Cela a conduit à rechercher pour les bras de misaine, une solution compatible avec la fin du 17ième siècle.

Bras de vergue de misaine
Dans le livre intitulé :
« Modèles Réduits - Encyclopédie du Modélisme Naval » Auteur : Orazio Curti - !971 Editions Maritimes & d’Outre-Mer – Edition Originale « Modeli Navali » 1968-1969.
Il est précisé au chapitre consacré aux bras des vergues des navires anciens (page 341), concernant les bras de la vergue de misaine :
« Ils faisaient dormant sur la boucle de l’étai de grand mât un peu en dessous de la pomme, allaient à la poulie fixée en bout de vergue, puis revenaient à une poulie double estropée sur la boucle d’étai …. ».
La figure 442 à la page 342 (Bras des vergues de Misaine, pages 341-342, Fig. 441 &442) donne le schéma pour les bras de vergue de misaine et de petit hunier de navires anciens. Ce document ne donne cependant aucune date ou siècle de référence pour cette façon de faire.
Dans le livre :
« Encyclopédie Navale des Modèles réduits – Guide du collectionneur et du Modélisme » Auteur : Wolfram zu Mondfeld – 1979 Editions Pygmalion/Gérard Wathelet pour l’édition française.
Edition originale: « Historische Schiffmodelle – das Handbuch für Modellbauer» - 1978 Mosaik Verlag GmbH, München – Traduction francaise par P. Desolneux
Dans le chapitre consacré aux bras des vergues, page 314, il est écrit :
« Après 1525, le garan du bras de misaine était monté sur le grand étai, il passait dans une poulie de bras et par une poulie guide sur le grand étai….. »
Les bras de hunier étaient gréés comme les bras inférieurs, comme le montre le dessin de la page 315 qui est similaire à la figure 442 pour les bras de vergue de misaine et la vergue de petit hunier.
Sur base de ces références, la solution suivante a été retenue pour les bras de la vergue de misaine et les bras de la vergue de petit hunier.
Les bras de vergue de misaine et de petit hunier font dormant sur l’étai de grand mât sous l’araignée.
A 30-40 cm sous ce point, deux poulies doubles 135 mm sont estropées sur l’étai.
Le bras tribord de petit hunier passe dans la poulie de bras encaquée au taquet de la vergue, revient vers la poulie double, passe dans le réa intérieur (celui situé le plus près de l’étai), descend vers le biton de grand hunier, passe derrière le traversin central (partie du traversin située entre les deux montants) et remonte de l’autre côté pour se tourner sur un taquet à cornes cloué sur la face supérieure du traversin central. Bâbord symétrique
Le bras tribord de la vergue de misaine passe dans la poulie de bras estropée au niveau des taquets tribord de bout vergue, revient vers la poulie double tribord, passe dans le réa extérieur, descend vers le biton de grand hunier, passe derrière le traversin central près du montant tribord et remonte de l’autre côté pour se tourner dans le creux situé pratiquement au sommet du montant tribord. Bras bâbord – symétrique par rapport au bras tribord.

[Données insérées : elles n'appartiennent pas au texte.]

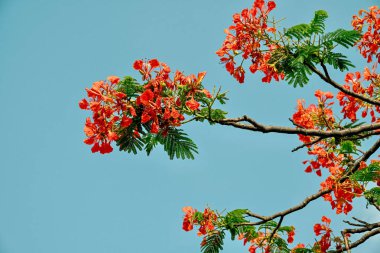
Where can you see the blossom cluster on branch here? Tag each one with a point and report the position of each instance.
(138, 116)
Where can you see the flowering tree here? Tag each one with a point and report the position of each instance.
(139, 116)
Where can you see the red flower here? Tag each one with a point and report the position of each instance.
(192, 104)
(113, 79)
(137, 65)
(83, 104)
(125, 121)
(188, 219)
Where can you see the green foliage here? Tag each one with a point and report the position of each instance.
(303, 250)
(337, 61)
(299, 32)
(128, 142)
(317, 25)
(222, 97)
(129, 86)
(307, 45)
(232, 218)
(373, 195)
(345, 38)
(176, 143)
(368, 174)
(279, 245)
(213, 243)
(347, 147)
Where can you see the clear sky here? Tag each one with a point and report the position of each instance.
(58, 197)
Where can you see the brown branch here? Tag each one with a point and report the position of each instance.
(301, 205)
(325, 77)
(307, 144)
(365, 228)
(257, 127)
(275, 229)
(313, 197)
(365, 156)
(362, 239)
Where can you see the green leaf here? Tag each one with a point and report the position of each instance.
(222, 98)
(338, 61)
(151, 141)
(213, 243)
(297, 75)
(317, 25)
(177, 144)
(303, 250)
(368, 174)
(279, 245)
(232, 218)
(268, 225)
(345, 38)
(373, 195)
(347, 147)
(128, 142)
(129, 86)
(299, 32)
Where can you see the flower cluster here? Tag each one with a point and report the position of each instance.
(159, 104)
(324, 242)
(206, 220)
(343, 192)
(370, 42)
(315, 116)
(354, 82)
(260, 241)
(106, 105)
(249, 37)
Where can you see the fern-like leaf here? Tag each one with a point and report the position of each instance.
(345, 38)
(338, 61)
(178, 145)
(299, 32)
(129, 86)
(128, 142)
(213, 243)
(317, 25)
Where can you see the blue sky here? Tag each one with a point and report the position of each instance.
(56, 196)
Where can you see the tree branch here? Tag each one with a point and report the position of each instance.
(313, 197)
(362, 239)
(257, 127)
(325, 77)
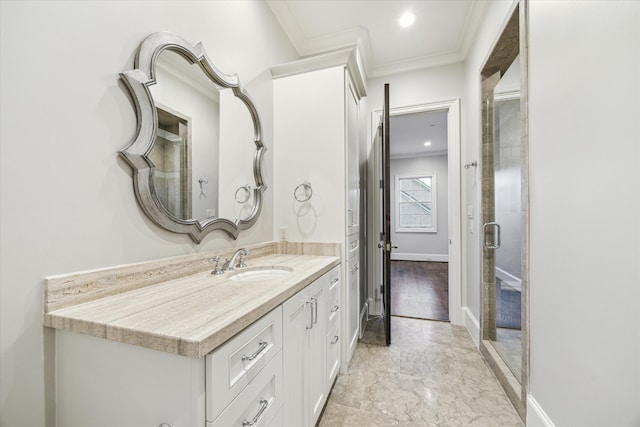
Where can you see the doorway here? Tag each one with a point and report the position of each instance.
(419, 215)
(451, 109)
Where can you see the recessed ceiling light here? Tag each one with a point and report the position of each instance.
(407, 20)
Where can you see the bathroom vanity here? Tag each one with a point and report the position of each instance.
(167, 343)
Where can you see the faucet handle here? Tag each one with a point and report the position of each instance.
(241, 263)
(243, 253)
(217, 270)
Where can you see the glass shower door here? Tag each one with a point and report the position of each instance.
(503, 217)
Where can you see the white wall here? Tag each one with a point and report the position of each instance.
(67, 200)
(421, 245)
(585, 211)
(319, 159)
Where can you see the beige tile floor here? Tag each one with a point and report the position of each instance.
(431, 375)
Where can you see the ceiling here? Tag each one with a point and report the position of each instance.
(442, 32)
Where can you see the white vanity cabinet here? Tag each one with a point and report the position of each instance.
(305, 351)
(271, 371)
(244, 376)
(317, 114)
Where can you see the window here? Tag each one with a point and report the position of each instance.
(415, 200)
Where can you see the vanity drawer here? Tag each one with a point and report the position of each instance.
(260, 403)
(232, 366)
(333, 299)
(333, 353)
(354, 246)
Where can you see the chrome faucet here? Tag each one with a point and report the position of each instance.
(229, 264)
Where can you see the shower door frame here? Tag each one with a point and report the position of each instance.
(512, 39)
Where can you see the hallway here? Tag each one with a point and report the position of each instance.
(431, 375)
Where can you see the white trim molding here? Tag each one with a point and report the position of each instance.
(536, 417)
(472, 324)
(395, 256)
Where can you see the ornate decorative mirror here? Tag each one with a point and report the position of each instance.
(197, 154)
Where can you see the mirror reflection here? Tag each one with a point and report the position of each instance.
(200, 123)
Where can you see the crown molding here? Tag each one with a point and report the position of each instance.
(348, 58)
(359, 37)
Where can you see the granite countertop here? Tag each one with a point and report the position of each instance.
(192, 315)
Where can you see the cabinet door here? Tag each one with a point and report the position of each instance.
(353, 161)
(317, 347)
(295, 341)
(352, 312)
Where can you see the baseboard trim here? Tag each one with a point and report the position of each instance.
(536, 417)
(419, 257)
(472, 324)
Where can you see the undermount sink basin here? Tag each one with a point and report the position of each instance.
(261, 273)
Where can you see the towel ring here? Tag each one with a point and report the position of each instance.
(303, 196)
(247, 193)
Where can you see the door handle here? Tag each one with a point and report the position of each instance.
(496, 239)
(387, 246)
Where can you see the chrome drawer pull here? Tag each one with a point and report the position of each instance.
(262, 346)
(315, 310)
(254, 421)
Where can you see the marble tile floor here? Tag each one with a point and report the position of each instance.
(431, 375)
(509, 346)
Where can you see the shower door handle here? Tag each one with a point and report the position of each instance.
(496, 239)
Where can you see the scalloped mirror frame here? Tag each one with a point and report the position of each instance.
(137, 82)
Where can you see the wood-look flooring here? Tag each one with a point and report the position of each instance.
(420, 289)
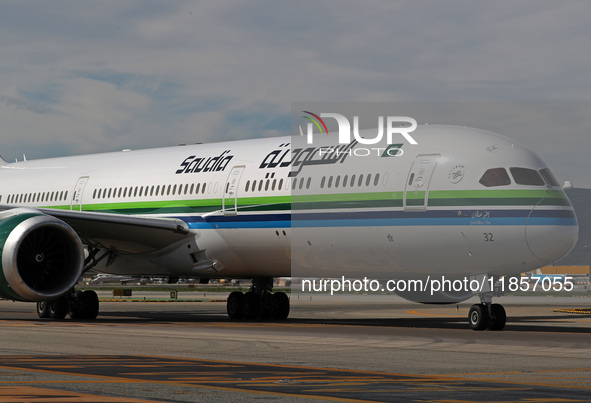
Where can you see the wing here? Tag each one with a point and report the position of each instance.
(129, 234)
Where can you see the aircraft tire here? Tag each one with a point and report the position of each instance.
(234, 305)
(280, 306)
(43, 309)
(499, 317)
(90, 304)
(251, 305)
(478, 317)
(266, 311)
(58, 308)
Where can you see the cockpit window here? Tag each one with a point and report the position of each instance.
(549, 177)
(495, 177)
(526, 176)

Cargue fond et cargue bouline de la voile de misaine
La cargue de fond et la cargue bouline bâbord de la voile de misaine après être passées dans les poulies aiguilletées sur le traversin avant des barres de hune, descendent derrière la vergue de misaine, passent devant le traversin central du biton à proximité du montant bâbord et se tournent à son sommet (Cf. photo 6). Tribord symétrique.
Ces manœuvres, cargue fond et cargue bouline sont tournées ensemble sur le même montant (tribord – bâbord) car elles devraient être utilisées simultanément pour largue la voile de misaine ou la carguer.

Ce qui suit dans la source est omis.